Ce n’est que plus tard, tout d’un coup, que je me suis rendu compte à quel point cette petite barbare avait pénétré dans la mienne. Où que tu sois à l’heure actuelle, chère petite fille, quel que soit le rivage apaisé d’où tu assistes à ma tragédie, jette un regard sur ton ami, pardonne-lui de ne t’avoir pas accordé, de prime abord, l’attention que tu méritais tant.

— Je garde de mes années enfantines, — disait-elle, — l’image d’un jeune et rose soleil montant, parmi les buées matinales, sur un grand fleuve roulant par larges ondes lisses, le fleuve qui a de l’eau, le Niger. C’était… Mais tu ne m’écoutes pas.

— Je t’écoute, je te le jure, petite Tanit-Zerga.

— Vraiment, je ne t’ennuie pas ? Tu veux que je parle ?

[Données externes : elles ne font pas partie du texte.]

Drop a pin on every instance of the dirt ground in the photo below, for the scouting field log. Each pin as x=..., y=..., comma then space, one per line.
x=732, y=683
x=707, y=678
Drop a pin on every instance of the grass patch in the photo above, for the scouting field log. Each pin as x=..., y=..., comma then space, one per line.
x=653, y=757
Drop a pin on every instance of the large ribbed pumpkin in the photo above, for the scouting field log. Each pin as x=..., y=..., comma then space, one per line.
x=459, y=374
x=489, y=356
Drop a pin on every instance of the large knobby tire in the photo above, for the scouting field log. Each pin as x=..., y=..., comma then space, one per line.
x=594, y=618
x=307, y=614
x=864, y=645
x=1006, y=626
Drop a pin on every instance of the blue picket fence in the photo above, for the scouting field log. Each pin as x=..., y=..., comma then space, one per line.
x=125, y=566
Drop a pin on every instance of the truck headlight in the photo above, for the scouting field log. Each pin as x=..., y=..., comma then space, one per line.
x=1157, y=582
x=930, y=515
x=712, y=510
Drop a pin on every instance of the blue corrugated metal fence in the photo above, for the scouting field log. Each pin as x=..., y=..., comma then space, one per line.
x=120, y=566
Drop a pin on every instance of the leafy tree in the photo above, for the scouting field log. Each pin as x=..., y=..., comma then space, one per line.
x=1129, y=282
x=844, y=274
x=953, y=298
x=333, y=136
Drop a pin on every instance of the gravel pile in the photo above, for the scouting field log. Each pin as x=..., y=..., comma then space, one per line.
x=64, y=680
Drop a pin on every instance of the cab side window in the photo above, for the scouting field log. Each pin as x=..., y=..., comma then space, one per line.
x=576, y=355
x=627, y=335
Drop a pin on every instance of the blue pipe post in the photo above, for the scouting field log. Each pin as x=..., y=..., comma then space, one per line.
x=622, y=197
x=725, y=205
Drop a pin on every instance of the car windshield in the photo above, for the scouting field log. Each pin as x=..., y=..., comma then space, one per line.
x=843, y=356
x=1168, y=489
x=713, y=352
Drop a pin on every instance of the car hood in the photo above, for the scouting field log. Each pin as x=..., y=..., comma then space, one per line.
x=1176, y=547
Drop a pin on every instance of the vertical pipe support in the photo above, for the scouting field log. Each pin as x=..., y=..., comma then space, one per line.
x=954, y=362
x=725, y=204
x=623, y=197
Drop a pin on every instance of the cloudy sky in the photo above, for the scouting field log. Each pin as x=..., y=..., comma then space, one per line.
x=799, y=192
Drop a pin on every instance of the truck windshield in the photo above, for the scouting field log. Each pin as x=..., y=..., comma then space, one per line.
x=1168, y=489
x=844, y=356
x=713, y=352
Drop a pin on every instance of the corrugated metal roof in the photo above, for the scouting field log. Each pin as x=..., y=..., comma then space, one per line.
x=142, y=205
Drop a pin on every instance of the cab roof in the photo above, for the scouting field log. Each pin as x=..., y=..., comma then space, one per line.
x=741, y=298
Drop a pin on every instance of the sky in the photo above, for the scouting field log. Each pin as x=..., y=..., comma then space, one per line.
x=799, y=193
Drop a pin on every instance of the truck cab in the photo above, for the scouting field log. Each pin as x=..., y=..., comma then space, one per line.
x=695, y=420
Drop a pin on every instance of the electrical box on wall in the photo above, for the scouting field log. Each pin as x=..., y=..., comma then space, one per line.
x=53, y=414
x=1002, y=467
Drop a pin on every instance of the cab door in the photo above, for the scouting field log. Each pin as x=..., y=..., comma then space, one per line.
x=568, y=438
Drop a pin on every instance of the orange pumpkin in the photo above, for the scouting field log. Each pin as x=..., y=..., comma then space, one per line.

— Parle, Tanit-Zerga, parle.

— Eh bien, avec mes petites compagnes, pour lesquelles j’étais très bonne, nous jouions au bord du fleuve qui a de l’eau, sous les jujubiers, frères du zeg-zeg, dont les épines ensanglantèrent la tête de votre prophète, et que nous appelons l’arbre du paradis, parce que c’est sous lui, a dit notre prophète à nous, que les élus du paradis feront leur séjour[1], et qui est parfois si grand, si grand, qu’un cavalier ne peut, en un siècle, traverser l’ombre qu’il projette.

  1. Coran, chapitre 66, verset 17 (Note de M. Leroux).